Climate Change Deniers have been rallying around a cooling Greenland.  Greenland did cool during the later half of the 20th century due to a positive NAO, which brought cooler and wetter weather to parts of Greenland.

Quote
Three major melt events during late July and August brought the 2018 Greenland melt season to a close. Overall, conditions on the ice sheet were slightly warmer than average for the second half of the summer.

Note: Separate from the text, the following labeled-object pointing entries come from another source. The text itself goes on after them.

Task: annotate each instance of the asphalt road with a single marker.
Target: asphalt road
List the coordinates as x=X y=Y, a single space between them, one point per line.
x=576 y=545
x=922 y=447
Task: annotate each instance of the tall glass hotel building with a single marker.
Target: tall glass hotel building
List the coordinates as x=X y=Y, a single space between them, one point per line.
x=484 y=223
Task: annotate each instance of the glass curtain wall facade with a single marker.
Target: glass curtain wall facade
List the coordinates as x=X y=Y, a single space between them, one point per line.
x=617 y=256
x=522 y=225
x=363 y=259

 Three significant melt events peaked on July 17, July 31, and August 9. While none of these were exceptional, they were among the highest melt extents for those dates in the satellite record, at or above 500,000 square kilometers (193,000 square miles)—roughly a third of the ice sheet. High atmospheric pressure contributed to the melt events on July 31 and August 9. Strong winds from the southeast were linked to the melt events on July 17 and July 31, and from the southwest on August 9. Surface temperatures during the events were generally 2 to 5 degrees Celsius (4 to 9 degrees Fahrenheit) above the 1981 to 2010 average. Overall, higher-than-average temperatures of 0.5 to 1.2 degrees Celsius (0.9 to 2.2 degrees Fahrenheit) above the 1981 to 2010 mean characterized the second half of summer.
link


As for last year's Arctic report card:

Quote
Surface air temperatures observed on the ice sheet indicated a different pattern than those observed at coastal station, especially during summer 2017. Measurements at twenty coastal weather stations of the Danish Meteorological Institute (DMI) indicate widespread above- or near-average air temperatures for the seasons of autumn 2016 through summer 2017 (relative to the average for the period 1981-2010), with the exception of spring in northeast Greenland. New record highs were set at a number of sites in autumn 2016, with absolute anomalies above +5° C (see Table 1).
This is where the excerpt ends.